La meilleure solution serait de ne pas laisser son téléphone portable dans la serre, souligne la chercheuse ou alors les désinfecter avec les rayons UV.
Le lait en poudre
Les chercheurs ont constaté que la désinfection des mains est un sujet récurrent chez les producteurs. Ils ont étudié le lait en poudre comme désinfectant pour les mains.
Ils ont testé, par exemple, du lait en poudre écrémé provenant du supermarché local. « Nous avons trempé nos mains dans une solution de lait en poudre à 5%. Après un seul trempage, nous avons essayé de réinfecter une plante, et le lait en poudre semble bien fonctionner. » Mais ce n’est pas aussi simple que cela, et Evelien met en garde contre les conclusions rapides.
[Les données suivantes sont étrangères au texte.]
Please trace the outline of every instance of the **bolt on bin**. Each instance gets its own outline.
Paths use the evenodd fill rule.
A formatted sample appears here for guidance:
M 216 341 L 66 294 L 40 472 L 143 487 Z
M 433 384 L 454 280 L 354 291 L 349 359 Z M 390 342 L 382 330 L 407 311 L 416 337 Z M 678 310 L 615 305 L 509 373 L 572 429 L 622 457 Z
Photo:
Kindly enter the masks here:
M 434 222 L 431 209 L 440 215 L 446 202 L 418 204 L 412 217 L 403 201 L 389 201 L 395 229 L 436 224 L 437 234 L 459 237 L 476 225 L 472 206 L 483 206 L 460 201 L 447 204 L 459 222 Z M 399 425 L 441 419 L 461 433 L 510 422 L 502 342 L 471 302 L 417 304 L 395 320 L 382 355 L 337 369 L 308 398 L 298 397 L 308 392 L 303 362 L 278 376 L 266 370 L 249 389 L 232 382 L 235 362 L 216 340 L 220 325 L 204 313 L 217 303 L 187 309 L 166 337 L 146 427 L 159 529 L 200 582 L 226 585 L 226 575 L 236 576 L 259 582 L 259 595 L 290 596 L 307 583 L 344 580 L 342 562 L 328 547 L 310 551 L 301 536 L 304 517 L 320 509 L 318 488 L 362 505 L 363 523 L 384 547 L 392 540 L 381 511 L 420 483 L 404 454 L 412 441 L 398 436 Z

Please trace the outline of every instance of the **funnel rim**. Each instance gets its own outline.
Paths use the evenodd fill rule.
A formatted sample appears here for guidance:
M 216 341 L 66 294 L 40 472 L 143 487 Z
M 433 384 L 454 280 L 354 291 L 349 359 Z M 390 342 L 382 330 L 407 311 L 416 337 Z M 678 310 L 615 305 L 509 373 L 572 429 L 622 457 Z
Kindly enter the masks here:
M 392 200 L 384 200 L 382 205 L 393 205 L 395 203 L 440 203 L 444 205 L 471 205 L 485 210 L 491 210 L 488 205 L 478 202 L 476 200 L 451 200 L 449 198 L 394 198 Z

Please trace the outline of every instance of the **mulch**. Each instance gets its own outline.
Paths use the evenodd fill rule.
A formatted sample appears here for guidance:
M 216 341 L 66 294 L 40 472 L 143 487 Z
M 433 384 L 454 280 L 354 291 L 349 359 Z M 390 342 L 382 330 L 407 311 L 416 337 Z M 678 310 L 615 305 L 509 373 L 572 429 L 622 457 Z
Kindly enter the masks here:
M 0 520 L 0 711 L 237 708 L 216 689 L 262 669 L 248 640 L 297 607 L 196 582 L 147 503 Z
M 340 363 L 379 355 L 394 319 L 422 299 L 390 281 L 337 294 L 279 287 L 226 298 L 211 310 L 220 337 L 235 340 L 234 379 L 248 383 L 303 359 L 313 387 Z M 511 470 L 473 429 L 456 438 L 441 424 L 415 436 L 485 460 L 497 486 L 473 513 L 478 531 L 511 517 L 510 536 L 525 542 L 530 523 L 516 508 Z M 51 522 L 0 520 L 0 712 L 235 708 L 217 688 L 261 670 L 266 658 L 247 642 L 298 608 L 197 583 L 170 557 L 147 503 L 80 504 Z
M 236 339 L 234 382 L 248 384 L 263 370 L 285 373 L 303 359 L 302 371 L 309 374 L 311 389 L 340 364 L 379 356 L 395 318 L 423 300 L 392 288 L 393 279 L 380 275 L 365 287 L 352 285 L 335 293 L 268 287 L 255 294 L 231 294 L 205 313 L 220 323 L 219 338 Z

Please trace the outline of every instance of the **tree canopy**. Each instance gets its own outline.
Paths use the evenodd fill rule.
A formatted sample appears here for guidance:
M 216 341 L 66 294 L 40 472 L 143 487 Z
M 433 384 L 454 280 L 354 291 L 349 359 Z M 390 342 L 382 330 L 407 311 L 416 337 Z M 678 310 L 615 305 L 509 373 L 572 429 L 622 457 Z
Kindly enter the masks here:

Le lait en poudre encapsule (temporairement) le virus mais ne le décompose pas. « Au bout d’un certain temps, surtout à 15 immersions, le lait en poudre regorgeait de concentrations de virus », explique-t-elle. Les chercheurs conseillent donc aux producteurs de remplacer très régulièrement le lait en poudre. « Sinon, il devient lui même une source importante de contamination ».
Perspectives d’avenir
Le nouveau projet, d’une durée de quatre ans, se compose de cinq « work packages ». En outre, la nouvelle étude cherche explicitement à établir des liens avec d’autres institutions de recherche nationale et internationale effectuant des investigations sur le ToBRFV. Les chercheurs et les producteurs, devront examiner l’orientation de l’étude deux fois par an.
Un autre volet du travail de recherche serait d’augmenter les connaissances sur le ToBRFV, sa propagation, les symptômes, la période d’incubation, etc. L’utilisation des échantillons d’eau de drainage comme système d’alerte précoce. Seront également examinés, les voies d’entrée, la désinfection, la résistance des plantes et les variétés résistantes. L’aleurode ou le Macrolophus peuvent-ils jouer un rôle dans la propagation ? Et les mauvaises herbes ? De nouveaux désinfectants seront étudiés, ainsi que les nouvelles variétés résistantes sur le marché. Un autre volet de travail se concentre sur l’élimination du ToBRFV et l’effet du contrôle du climat et de la gestion des cultures. Le dernier aspect qui sera étudié sera la validation d’une approche intégrée.